O processo de deterioração dos serviços e dos preços abusivos apenas continuou ascendente. Nesses últimos anos, livros enviados da França ou de Portugal e CDs belgas chegaram às minhas mãos mui tardiamente. Outros devem ter se perdido no vasto Atlântico. Ultimamente estava para ler e resenhar quatro livros da musicóloga e escritora francesa, Catherine Lechner-Reydellet. Aguardei-os, após a missiva da autora anunciando a remessa. Chegaram seis meses após o envio. O ilustre musicólogo português José Maria Pedrosa Cardoso enviou-me em Outubro seu último livro, “O Grande Te Deum setecentista português – The eighteenth-Century portuguese Te Deum” (Lisboa, Biblioteca Nacional de Portugal/CESEM, 2019). Até este início de Abril nada recebi.

Também no final de 2019, o excelente pianista e meu colega na classe de Marguerite Long em Paris, Désiré N’Kaoua, enviou-me sua última gravação, a Sonata op.106, Hammerklavier de Beethoven. Qual não foi o meu espanto ao receber, dois meses após, a imagem do envelope com todos os meus dados exatos e com a frase de Michèlle, sua esposa: “C’est avec une grande tristesse que nous avons vu revenir le CD Beethoven (que Désiré vous avait envoyé) avec la mention ‘adresse inconnue’. Vous trouverez ci-joint la photographie de l’enveloppe avec toutes les mentions”. Endereço claríssimo, mas desconhecido ou negligenciado pelos Correios!!!

http://d.nkaoua.free.fr/bioFR.html

Menção de elogio faço aos carteiros. As décadas acentuaram meu respeito pelo trabalho árduo por eles enfrentado diariamente. Dedicados e cordiais.

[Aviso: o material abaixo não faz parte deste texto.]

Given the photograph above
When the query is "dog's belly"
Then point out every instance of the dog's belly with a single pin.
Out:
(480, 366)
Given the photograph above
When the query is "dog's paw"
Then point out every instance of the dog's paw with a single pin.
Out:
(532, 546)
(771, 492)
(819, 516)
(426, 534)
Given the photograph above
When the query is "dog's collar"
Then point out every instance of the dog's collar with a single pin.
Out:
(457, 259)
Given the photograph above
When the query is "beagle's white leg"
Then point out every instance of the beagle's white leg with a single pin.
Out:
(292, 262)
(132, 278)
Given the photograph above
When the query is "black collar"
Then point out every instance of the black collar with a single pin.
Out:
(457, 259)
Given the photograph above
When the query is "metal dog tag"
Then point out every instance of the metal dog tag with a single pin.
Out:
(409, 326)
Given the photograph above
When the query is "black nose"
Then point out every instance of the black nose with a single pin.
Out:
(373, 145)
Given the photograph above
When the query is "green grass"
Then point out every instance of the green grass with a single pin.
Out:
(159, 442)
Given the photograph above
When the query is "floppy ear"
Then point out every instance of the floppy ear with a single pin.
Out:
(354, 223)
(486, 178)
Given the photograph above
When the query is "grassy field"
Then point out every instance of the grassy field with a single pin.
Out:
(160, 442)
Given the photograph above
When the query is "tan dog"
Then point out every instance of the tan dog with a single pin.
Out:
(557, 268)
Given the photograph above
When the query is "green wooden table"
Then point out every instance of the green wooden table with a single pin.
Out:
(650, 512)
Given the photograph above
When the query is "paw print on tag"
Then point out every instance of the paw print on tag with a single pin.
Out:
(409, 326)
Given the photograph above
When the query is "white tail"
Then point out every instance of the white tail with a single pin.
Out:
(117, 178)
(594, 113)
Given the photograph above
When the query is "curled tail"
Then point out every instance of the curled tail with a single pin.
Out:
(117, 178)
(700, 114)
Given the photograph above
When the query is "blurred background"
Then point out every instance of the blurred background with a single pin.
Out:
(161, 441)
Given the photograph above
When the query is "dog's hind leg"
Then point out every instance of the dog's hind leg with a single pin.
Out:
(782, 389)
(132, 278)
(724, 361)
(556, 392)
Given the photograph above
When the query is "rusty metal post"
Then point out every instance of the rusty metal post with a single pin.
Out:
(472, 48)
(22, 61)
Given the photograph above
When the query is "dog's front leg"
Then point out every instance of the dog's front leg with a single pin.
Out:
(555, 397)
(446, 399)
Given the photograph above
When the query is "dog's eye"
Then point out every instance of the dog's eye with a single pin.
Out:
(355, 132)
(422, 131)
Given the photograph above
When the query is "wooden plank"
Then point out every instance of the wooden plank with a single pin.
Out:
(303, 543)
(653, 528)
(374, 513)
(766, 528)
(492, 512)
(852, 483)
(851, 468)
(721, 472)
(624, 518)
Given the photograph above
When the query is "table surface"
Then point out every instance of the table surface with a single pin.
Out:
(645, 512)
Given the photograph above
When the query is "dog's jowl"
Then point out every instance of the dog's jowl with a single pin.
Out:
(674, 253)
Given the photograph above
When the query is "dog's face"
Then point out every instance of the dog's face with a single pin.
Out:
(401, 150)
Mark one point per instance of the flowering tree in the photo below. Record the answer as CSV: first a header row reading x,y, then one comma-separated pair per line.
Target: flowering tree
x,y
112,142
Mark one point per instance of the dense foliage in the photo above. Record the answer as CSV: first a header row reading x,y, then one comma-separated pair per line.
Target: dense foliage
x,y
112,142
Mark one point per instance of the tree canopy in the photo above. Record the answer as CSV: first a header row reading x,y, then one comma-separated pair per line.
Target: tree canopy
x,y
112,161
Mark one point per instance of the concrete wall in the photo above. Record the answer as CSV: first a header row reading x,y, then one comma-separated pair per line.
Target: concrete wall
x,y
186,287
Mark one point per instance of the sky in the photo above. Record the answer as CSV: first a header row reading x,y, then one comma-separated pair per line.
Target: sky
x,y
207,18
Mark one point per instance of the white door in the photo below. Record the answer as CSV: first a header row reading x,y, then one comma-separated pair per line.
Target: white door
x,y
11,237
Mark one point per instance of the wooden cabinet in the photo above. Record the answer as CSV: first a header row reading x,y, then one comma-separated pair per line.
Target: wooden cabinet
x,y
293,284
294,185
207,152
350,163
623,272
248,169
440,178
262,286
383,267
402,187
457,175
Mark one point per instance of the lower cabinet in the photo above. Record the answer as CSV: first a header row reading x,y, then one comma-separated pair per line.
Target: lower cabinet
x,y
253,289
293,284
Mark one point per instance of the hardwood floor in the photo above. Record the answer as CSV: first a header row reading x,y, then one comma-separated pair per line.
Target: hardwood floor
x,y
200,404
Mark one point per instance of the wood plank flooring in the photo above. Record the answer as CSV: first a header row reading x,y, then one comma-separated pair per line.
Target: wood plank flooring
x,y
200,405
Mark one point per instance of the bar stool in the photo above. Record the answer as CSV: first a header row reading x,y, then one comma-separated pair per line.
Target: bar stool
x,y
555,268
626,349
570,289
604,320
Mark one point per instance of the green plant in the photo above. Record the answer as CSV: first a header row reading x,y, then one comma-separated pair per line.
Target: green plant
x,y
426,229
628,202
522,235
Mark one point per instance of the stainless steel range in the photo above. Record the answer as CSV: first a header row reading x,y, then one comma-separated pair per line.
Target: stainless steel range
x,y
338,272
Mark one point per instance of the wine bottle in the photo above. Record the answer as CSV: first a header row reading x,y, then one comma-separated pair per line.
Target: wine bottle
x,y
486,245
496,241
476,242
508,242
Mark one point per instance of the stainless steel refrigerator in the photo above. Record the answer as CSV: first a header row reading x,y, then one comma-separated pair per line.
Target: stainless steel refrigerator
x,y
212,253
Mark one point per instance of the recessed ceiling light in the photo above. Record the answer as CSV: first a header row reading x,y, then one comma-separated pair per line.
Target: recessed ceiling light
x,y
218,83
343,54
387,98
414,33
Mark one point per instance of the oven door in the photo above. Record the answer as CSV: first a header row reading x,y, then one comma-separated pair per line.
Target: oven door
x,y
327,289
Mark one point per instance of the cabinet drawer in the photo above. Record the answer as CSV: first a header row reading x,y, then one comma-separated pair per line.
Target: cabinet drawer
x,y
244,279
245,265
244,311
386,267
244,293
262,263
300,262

Aparelhado por governos anteriores, creio que, após a calamidade do COVID-19, teríamos de encontrar solução definitiva para a Empresa Brasileira de Correios e Telégrafos. Para nós, brasileiros, é vergonhoso, num diálogo com outros povos, ter de apresentar essa chaga em processo de franca deterioração. Até quando?

A comparison between the state-owned Brazilian postal service in the second half of the last century, when it was pretty reliable and relatively fast, and today, when it slid downhill: extremely high postage costs, slow mail delivery — both for outgoing and incoming mails —, serious number of mail lost in transit. Confidence is completely gone. How much longer will this last?